The Problem With Lists

Don't think for even a minute that I'm not troubled by the crazy presumption involved in the making of end-of-the-year lists of favorite or best anything. I don't even usually do an annual list of my favorite albums, and already feel sort of foolish for knuckling under to no one in particular and doing one this year. You're welcome to look at the list I posted below (see entry from December 8), but I can assure you that I've already changed my mind about half the albums that are there.

That's what's screwed about the whole idea. I could probably make out a different top ten list every day of the week, and from day to day there might not be one album that any of them have in common. That might not be strictly true --I'm not quite that erratic-- but every day since I posted my 2002 picks I've thought of a record --or several records-- that I could substitute for most of them.

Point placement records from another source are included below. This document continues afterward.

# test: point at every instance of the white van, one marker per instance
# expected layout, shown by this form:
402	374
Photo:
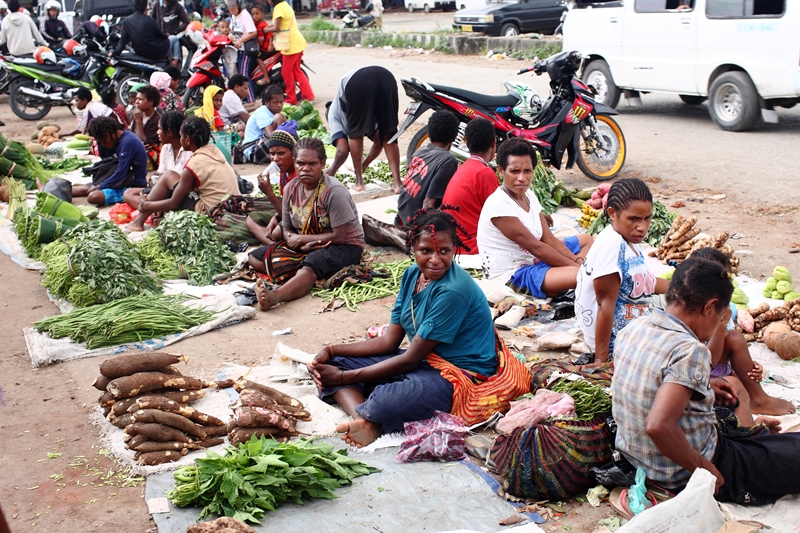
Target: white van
741	55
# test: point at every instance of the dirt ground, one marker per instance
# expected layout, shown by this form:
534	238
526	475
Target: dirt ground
54	476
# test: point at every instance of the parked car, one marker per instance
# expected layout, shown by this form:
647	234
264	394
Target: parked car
428	5
337	8
509	18
741	55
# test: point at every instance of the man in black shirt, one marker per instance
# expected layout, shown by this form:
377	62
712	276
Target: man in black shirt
144	35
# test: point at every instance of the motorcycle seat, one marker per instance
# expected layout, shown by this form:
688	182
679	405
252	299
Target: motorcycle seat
483	100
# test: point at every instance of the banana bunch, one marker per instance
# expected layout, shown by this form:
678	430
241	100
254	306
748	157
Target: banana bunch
588	214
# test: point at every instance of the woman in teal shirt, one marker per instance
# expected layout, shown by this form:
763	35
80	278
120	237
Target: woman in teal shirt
441	310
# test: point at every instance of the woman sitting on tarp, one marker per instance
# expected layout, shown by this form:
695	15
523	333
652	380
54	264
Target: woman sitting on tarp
204	181
455	363
320	231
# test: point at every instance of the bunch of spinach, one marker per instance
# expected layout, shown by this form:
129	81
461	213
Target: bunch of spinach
261	474
191	238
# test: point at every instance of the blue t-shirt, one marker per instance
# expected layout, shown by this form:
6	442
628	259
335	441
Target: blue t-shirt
132	154
452	311
260	119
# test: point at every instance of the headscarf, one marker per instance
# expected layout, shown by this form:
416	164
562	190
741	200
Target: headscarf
284	135
160	80
207	111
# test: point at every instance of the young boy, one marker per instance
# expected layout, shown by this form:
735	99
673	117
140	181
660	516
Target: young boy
232	110
264	40
431	168
91	110
262	123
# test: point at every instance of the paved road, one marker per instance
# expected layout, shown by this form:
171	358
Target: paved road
665	137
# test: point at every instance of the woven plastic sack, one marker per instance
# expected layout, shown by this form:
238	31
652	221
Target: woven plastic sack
440	438
552	460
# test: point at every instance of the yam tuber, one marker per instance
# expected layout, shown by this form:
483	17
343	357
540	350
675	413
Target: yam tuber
126	365
157	432
174	420
279	397
133	385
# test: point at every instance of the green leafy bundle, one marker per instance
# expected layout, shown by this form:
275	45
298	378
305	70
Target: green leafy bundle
131	319
100	265
188	247
590	400
261	474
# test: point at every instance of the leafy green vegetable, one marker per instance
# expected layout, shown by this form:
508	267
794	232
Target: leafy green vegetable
131	319
262	474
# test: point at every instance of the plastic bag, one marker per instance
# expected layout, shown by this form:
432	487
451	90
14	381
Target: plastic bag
694	510
440	438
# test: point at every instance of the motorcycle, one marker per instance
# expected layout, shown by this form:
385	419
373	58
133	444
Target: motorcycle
569	121
352	21
39	87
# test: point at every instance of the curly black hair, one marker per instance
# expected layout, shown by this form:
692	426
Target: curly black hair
172	121
432	221
628	190
151	93
103	127
442	127
515	146
310	143
197	130
696	281
479	135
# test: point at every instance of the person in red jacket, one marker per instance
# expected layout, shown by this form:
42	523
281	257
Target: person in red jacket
474	180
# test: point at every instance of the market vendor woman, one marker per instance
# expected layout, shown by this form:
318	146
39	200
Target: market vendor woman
444	315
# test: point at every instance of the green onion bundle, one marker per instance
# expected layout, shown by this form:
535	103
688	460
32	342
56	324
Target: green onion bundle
131	319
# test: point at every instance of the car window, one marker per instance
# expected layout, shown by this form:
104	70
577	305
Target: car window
662	6
745	8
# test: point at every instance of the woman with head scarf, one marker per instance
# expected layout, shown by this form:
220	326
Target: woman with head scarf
212	102
169	100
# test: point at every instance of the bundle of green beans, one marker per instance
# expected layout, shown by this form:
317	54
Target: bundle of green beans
591	400
355	293
131	319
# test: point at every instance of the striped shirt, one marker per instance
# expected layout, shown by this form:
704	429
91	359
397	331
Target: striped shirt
649	352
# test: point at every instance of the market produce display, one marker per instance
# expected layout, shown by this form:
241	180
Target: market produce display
261	474
95	263
264	411
185	245
131	319
352	294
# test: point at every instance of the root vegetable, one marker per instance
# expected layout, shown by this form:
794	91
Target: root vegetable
157	458
174	420
126	365
157	432
278	396
133	385
157	402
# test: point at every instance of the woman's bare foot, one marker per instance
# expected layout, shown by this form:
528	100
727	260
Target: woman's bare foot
769	405
266	299
359	432
773	424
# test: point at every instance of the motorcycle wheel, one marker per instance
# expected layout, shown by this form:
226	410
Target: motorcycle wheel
125	85
599	164
22	103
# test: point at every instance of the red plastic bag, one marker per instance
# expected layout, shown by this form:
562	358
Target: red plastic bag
440	438
121	213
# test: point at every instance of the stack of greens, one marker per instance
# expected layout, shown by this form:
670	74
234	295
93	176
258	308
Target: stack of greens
186	246
131	319
262	474
662	221
95	263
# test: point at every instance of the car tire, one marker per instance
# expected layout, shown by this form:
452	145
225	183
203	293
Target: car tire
509	30
734	102
598	74
692	99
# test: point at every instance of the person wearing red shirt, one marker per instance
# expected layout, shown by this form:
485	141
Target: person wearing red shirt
474	180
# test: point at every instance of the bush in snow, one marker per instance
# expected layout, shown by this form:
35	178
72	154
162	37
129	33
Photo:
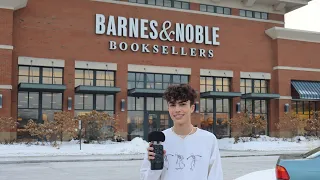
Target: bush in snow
247	125
312	126
290	125
99	126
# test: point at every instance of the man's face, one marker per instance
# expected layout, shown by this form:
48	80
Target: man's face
180	112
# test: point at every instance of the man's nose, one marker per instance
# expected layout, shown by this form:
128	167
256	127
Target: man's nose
177	108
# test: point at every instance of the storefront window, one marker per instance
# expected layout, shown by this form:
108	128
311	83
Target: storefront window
94	78
215	114
215	9
135	124
214	84
154	81
40	75
38	106
89	102
305	109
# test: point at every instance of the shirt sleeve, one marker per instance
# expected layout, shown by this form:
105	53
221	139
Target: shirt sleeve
145	171
215	168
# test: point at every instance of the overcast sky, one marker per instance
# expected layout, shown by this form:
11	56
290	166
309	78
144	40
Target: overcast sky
305	18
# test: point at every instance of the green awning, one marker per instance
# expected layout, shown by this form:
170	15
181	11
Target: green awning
307	89
141	92
42	87
260	96
97	89
217	94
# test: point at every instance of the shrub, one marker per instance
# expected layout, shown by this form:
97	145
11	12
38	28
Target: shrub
247	125
291	124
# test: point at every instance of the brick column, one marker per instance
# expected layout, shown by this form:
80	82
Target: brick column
68	79
235	87
121	82
6	47
195	83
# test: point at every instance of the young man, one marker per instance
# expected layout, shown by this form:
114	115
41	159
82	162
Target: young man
190	153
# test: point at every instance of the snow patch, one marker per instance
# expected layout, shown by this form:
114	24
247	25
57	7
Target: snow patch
268	174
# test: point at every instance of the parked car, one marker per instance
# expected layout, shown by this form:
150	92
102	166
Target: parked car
299	167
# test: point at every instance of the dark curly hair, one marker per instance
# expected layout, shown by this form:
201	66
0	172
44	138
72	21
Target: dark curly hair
180	92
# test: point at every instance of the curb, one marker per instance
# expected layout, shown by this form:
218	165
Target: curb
110	159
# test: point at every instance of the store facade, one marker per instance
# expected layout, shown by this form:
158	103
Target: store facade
119	56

I put Henry Flynt's Back Porch Hillbilly Blues on my list, for instance, because I'd heard about Flynt and his crazy fiddle experiments for years and was thrilled to see the stuff finally surface. The guy's a seriously interesting character, and the stuff sort of made me giggle the first couple times I listened to it. The title is considerably misleading --Hillbilly Gamelan Music would be a more apt description. The disc made me marvel at the fact that there are actually people in the world today who are willing to make any kind of a financial commitment to such strange and deliberately marginal music --including, I guess, me. All the same, after giving one of the volumes another listen last night I concluded that there may in fact never be another occasion when I will feel compelled to play this music, which means that I probably shouldn't in good conscience recommend that anyone else spends $15 on it.

There are other records that I didn't put on my original list that I now must admit --at least for today-- that I like every bit as much as most of my other selections. RJD2's Dead Ringer, for instance, or Brendan Benson's Lapalco. Or Sonic Youth's Murray Street, Ash's Free All Angels, Tony Allen's Home Cooking, or one of the new Tom Waits albums. The Amon Tobin record. Tomorrow I could probably add another half dozen to the list.

The truth, of course, is that if I really made a list of my favorite records of the last year --the records I actually played the most, regardless of their release dates-- half or more of the 2002 discs in my lineup likely wouldn't even make the cut. There's an interesting question, I think: how many of the records on your list last year did you actually play this year? My own answer would be: not very many. I listened instead to PJ Harvey's Stories From the City, Stories From the Sea from 2000, and to The Minutemen's Double Nickels on the Dime from 1984. I listened to a lot of African music and to The Anthology of American Folk Music and to old Horace Parlan, Andrew Hill, and Cecil Taylor records. I literally spend hundred of hours listening to old regional funk 45s. I might have pulled out Love and Theft once, but I sure don't remember listening to Bjork, The Strokes, or Radiohead. I probably played Chuck Berry and James Brown more than all my favorites from last year combined.

That's the problem with new music; it takes away from all the great records you haven't listened to for far too long. When was the last time, for instance, you listened to The Basement Tapes or Astral Weeks or Singles Going Steady? Looking over my initial choices for my favorite records of the year I suspect that many of them --as briefly happy as they may have made me--will get filed away in the racks and largely obliterated from my memory by both the past and the future.